SARAJEVO: The living conditions of hundreds of homeless migrants in Bosnia, bordering the European Union, are "completely unacceptable", EU envoy Johann Sattler said Saturday.
The migrants have been left homeless in freezing and rainy conditions since their camp near the northwestern town of Bihac burned down last month.
"The situation is completely unacceptable," said Sattler, the EU's Special Representative in Bosnia and Herzegovina.
"Lives and basic human rights of many hundreds of people are seriously jeopardised," he added after a meeting with Bosnia's Security Minister Selmo Cikotic.
Fire engulfed the Lipa migrant centre in northwestern Bosnia on December 23. There were no casualties from the blaze but much of the infrastructure of the site was destroyed.
The incident deepened the crisis over where to house thousands of migrants, as Bosnian authorities failed to find new accommodation for the newly homeless.
Police believe the blaze on December 23 was started deliberately by migrants living there to protest the withdrawal of the UN's International Organisation for Migration (IOM), which had been running the camp.
The IOM had left complaining that the accommodation was not fit to house people during the cold winter months.
Opened in April, the Lipa camp had never been hooked up with electricity or running water.
Sattler met Bosnian minister Cikotic on Saturday along with the German, Italian and Austrian ambassadors, according to a statement released by the EU delegation in Sarajevo.
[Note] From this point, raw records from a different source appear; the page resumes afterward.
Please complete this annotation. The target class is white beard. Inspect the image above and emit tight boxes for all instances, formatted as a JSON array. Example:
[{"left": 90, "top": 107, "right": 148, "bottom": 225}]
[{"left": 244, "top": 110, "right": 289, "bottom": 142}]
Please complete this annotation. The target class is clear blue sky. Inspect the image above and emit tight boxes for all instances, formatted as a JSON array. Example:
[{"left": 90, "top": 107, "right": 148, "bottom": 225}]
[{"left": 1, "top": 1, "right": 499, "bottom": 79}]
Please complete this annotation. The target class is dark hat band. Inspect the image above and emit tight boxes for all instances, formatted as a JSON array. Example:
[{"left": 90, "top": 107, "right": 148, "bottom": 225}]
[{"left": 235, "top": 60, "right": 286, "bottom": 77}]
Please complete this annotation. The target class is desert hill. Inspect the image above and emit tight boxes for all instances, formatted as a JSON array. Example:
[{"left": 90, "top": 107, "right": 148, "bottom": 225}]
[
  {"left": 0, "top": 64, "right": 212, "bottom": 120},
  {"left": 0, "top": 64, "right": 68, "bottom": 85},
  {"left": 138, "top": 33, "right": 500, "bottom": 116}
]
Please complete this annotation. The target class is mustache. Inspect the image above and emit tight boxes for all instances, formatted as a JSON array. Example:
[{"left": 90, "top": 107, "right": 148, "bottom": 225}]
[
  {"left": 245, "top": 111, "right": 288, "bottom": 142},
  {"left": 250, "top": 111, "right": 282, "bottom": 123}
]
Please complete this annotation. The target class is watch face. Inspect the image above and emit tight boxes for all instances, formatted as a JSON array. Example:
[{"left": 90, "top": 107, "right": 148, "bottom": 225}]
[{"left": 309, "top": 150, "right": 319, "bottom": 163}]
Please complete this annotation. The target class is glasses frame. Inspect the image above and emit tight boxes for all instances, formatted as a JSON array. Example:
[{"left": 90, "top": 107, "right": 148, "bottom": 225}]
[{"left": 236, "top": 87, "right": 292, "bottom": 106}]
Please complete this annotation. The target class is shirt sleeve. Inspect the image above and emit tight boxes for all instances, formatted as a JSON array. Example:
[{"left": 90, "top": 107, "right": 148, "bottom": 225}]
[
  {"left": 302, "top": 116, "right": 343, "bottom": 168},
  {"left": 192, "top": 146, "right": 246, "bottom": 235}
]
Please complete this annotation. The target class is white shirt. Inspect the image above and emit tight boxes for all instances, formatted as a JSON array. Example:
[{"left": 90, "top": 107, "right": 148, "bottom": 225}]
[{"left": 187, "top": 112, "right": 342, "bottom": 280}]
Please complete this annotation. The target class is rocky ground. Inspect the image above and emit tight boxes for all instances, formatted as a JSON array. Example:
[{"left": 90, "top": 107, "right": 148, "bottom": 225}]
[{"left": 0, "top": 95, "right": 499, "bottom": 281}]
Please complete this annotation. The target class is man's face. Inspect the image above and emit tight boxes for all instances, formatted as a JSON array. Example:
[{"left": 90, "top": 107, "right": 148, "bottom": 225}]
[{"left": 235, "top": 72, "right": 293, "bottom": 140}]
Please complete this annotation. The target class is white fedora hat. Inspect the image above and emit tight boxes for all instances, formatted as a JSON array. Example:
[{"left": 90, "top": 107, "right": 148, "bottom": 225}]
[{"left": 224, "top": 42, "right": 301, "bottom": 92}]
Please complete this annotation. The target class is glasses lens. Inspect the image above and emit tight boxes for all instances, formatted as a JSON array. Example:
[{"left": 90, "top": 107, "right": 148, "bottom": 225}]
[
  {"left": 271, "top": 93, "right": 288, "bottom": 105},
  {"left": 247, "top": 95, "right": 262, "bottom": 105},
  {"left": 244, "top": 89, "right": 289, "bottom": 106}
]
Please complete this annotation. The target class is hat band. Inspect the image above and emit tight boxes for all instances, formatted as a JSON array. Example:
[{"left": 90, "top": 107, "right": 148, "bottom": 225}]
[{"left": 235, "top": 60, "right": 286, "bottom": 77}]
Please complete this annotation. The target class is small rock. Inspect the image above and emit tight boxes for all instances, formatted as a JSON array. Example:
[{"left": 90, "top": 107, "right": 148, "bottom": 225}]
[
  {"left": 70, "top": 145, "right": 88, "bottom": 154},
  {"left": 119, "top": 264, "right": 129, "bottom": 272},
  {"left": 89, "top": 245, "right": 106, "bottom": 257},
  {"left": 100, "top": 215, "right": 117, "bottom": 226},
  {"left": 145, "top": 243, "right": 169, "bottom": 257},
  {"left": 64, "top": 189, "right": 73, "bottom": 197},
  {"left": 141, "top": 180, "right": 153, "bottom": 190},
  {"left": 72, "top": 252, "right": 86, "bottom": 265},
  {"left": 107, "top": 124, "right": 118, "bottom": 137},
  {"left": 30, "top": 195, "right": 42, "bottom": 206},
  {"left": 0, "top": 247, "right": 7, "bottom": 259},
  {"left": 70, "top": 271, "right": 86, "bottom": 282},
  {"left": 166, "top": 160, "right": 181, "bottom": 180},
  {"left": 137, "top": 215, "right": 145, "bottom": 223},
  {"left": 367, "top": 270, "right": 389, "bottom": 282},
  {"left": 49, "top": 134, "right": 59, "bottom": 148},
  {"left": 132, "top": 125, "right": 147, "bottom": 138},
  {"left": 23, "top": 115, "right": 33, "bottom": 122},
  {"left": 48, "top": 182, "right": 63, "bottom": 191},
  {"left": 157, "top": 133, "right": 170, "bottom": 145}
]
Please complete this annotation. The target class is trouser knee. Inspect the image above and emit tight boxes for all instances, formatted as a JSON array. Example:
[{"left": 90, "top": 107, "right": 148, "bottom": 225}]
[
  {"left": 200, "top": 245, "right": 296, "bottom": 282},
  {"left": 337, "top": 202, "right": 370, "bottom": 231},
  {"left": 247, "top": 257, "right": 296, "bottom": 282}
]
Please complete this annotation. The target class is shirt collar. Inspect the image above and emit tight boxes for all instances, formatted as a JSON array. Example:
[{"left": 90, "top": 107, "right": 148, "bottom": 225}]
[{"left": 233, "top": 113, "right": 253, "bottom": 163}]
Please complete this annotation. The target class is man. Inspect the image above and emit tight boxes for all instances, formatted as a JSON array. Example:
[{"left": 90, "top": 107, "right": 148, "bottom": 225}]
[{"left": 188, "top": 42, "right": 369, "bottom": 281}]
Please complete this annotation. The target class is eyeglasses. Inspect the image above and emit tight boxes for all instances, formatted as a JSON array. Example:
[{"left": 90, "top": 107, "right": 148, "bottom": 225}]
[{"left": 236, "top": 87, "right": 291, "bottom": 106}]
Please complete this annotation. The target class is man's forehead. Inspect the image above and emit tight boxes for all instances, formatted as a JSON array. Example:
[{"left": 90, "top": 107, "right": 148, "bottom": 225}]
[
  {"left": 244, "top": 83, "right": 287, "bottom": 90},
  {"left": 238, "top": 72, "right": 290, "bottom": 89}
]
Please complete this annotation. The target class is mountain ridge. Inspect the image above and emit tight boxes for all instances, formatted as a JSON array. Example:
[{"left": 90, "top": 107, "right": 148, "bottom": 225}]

The aim of the meeting was "to discuss urgent solutions for the extremely concerning migration situation," the statement said.
Bosnia lies on the so-called Balkans route used since 2018 by tens of thousands of migrants heading towards Western Europe as they flee war and poverty in the Middle East, Asia and in Africa.
The country currently hosts some 8,500 migrants.
The European Commission, which finances the running of several migrant camps in Bosnia, has called for another centre in Bihac to be reopened, but local and regional officials oppose the idea.
That migrant centre, in an abandoned factory, was closed in October under pressure from local residents.
In the very decentralised country, the federal government has also suggested the centre, which could house 2,000 people, be reopened. However it is not in a position to order local authorities to do so.
The UN's human rights office had already warned against "unacceptable suffering" of the migrants from the Lipa camp, calling for an urgent solution of the issue.
In an attempt to ease the migrant crisis, the Bosnian government has deployed the army to set up tents on the site of the burned-down reception centre, but the migrants appear unwilling to use them as they too are unheated and without water.
In a sign of the growing protest, the migrants refused the meal distributed on Friday and Saturday by the Red Cross and a local charity, a Red Cross official told FTV public television.